There is immense pressure for law firms to be seen as ‘innovative’ and ‘forward-thinking’ which may lead to the investment in and implementation of software or systems with little or no practical benefit to the firm, or their clients. Adding to the competitive tension, clients are also quite rightfully demanding that their firms demonstrate that they are innovative, putting more pressure on firms.
The problem with innovation washing is that not only can the clients often see through it, but so too can a firm’s employees. In this period of “The Great Resignation” it is more important than ever to have an innovation strategy that is visible, focused on solving problems, and delivers practical outcomes.
So, how do you go about avoiding innovation washing and build an innovation strategy that when implemented will make a difference to the firm and your clients?
We have prepared 6 key steps to get you started:
Ask these questions to help identify areas of concern and the underpinning needs. Focus on the pain points at this stage and don’t go straight to the solution – that comes later.
Group the identified pain points into themes and prioritise these based on potential impact on the firm and clients.
Take each of the main themes in turn and explore possible solutions. Consider how a competitor might solve them, how a technology company might solve them, or even how a well-known brand like McDonald’s might solve them. The idea behind this is to open up the mind and consider the problems from different perspectives.
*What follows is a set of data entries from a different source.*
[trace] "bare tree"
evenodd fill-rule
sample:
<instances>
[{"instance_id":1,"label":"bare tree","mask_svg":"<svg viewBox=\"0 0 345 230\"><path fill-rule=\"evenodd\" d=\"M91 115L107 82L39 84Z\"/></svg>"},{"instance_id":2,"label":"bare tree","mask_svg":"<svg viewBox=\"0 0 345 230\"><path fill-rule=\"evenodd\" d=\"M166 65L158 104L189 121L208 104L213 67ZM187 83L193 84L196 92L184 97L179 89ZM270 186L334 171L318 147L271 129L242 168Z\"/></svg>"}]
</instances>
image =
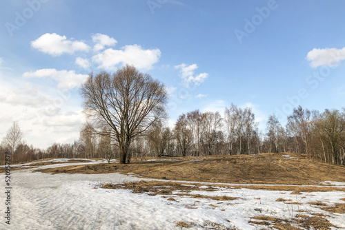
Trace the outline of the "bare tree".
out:
<instances>
[{"instance_id":1,"label":"bare tree","mask_svg":"<svg viewBox=\"0 0 345 230\"><path fill-rule=\"evenodd\" d=\"M208 155L215 154L215 147L222 137L222 118L218 112L206 112L201 114L202 137L206 143Z\"/></svg>"},{"instance_id":2,"label":"bare tree","mask_svg":"<svg viewBox=\"0 0 345 230\"><path fill-rule=\"evenodd\" d=\"M270 115L268 117L268 121L267 121L267 137L269 139L270 143L275 144L275 151L279 151L279 134L280 129L282 129L282 125L278 121L278 118L275 115ZM272 151L272 147L270 148L270 152Z\"/></svg>"},{"instance_id":3,"label":"bare tree","mask_svg":"<svg viewBox=\"0 0 345 230\"><path fill-rule=\"evenodd\" d=\"M306 154L309 154L309 142L311 129L311 112L301 106L293 109L293 114L288 116L288 127L294 134L296 142L302 140Z\"/></svg>"},{"instance_id":4,"label":"bare tree","mask_svg":"<svg viewBox=\"0 0 345 230\"><path fill-rule=\"evenodd\" d=\"M18 122L14 122L11 127L7 131L6 136L3 140L5 147L14 153L17 147L23 142L23 133L21 131Z\"/></svg>"},{"instance_id":5,"label":"bare tree","mask_svg":"<svg viewBox=\"0 0 345 230\"><path fill-rule=\"evenodd\" d=\"M110 132L98 132L115 139L120 151L120 163L126 164L133 138L166 116L167 101L164 84L150 75L126 65L115 74L90 74L81 87L85 114Z\"/></svg>"},{"instance_id":6,"label":"bare tree","mask_svg":"<svg viewBox=\"0 0 345 230\"><path fill-rule=\"evenodd\" d=\"M174 135L177 140L177 146L182 156L187 156L188 151L192 145L192 132L187 126L187 117L182 114L175 123Z\"/></svg>"},{"instance_id":7,"label":"bare tree","mask_svg":"<svg viewBox=\"0 0 345 230\"><path fill-rule=\"evenodd\" d=\"M199 110L187 113L186 121L192 132L193 147L192 154L199 156L201 135L201 113Z\"/></svg>"}]
</instances>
For each set of possible solutions, prioritise, so that you end up with a defined set of projects to start exploring.
When considering possible solutions that involve technology, there are usually three strategic options available: build, buy or rent.
Build, is the most ambitious, costly and high risk option and only for the bold.
Buy, involves purchasing software and then investing further time and money on unique customisations.
Rent, is rapidly becoming the most popular and refers to software-as-a-service (SaaS) where you pay for the licences that you need, includes maintenance, and can also be highly configurable and cost-effective.
It is likely that innovation opportunities will involve process and technology, and it is important to clearly understand how could the firm utilise technology to deliver better legal outcomes. The legal tech market has grown notably over the last 5 to 10 years. There are numerous offerings for law firms across law practice management, legal operations, contract management, collaboration workspaces, research tools, client intake, and document automation to name a few. Make sure to review several companies, taking into consideration how closely they align with your pain points and most importantly, how their solutions can help to positively enhance the client experience and legal outcomes.
Whichever platform or system you implement, realise that you only will get out of it what you are willing to put into it. Assign a project manager that will oversee the implementation and provide what assistance is needed to ensure that it meets the firm’s key requirements. Make sure there is an SLA (Service Level Agreement) in place and have clear documentation on the agreed scope of work and any out of scope functionality. Work with the legal technology provider as a team to get the best possible outcome.
Understand the client onboarding plan for the implementation and what success looks like for you and your clients. Check if provisions for support and training are included in the contract, and what opportunities are available to upgrade to a premium service if additional support is required. Ensure that the software or platform has capability to be readily configured and modified to fit new use cases or simply to iterate over time. A provider should partner with your law firm to ensure you get the most out of the platform or system for years to come.
When analysing the legal tech companies that meet your law firm needs, think about the future. Ask what new projects and integrations they have launched in the last 2 years and what is on their road map for the next 2 years (minimum). Choosing a provider that has the capabilities to grow with your firm will pay dividends in the long run.
Don’t be caught up in the hype, providing the benefits of innovation to your own lawyers and clients is more important than the perception of being innovative. Leading congruently with the business goals and epitomising the law firm as an authentic brand will attract more customers and employees than innovation washing. Make authentic and informed decisions on legal technology that will not only assist in 2022, but allow for future growth.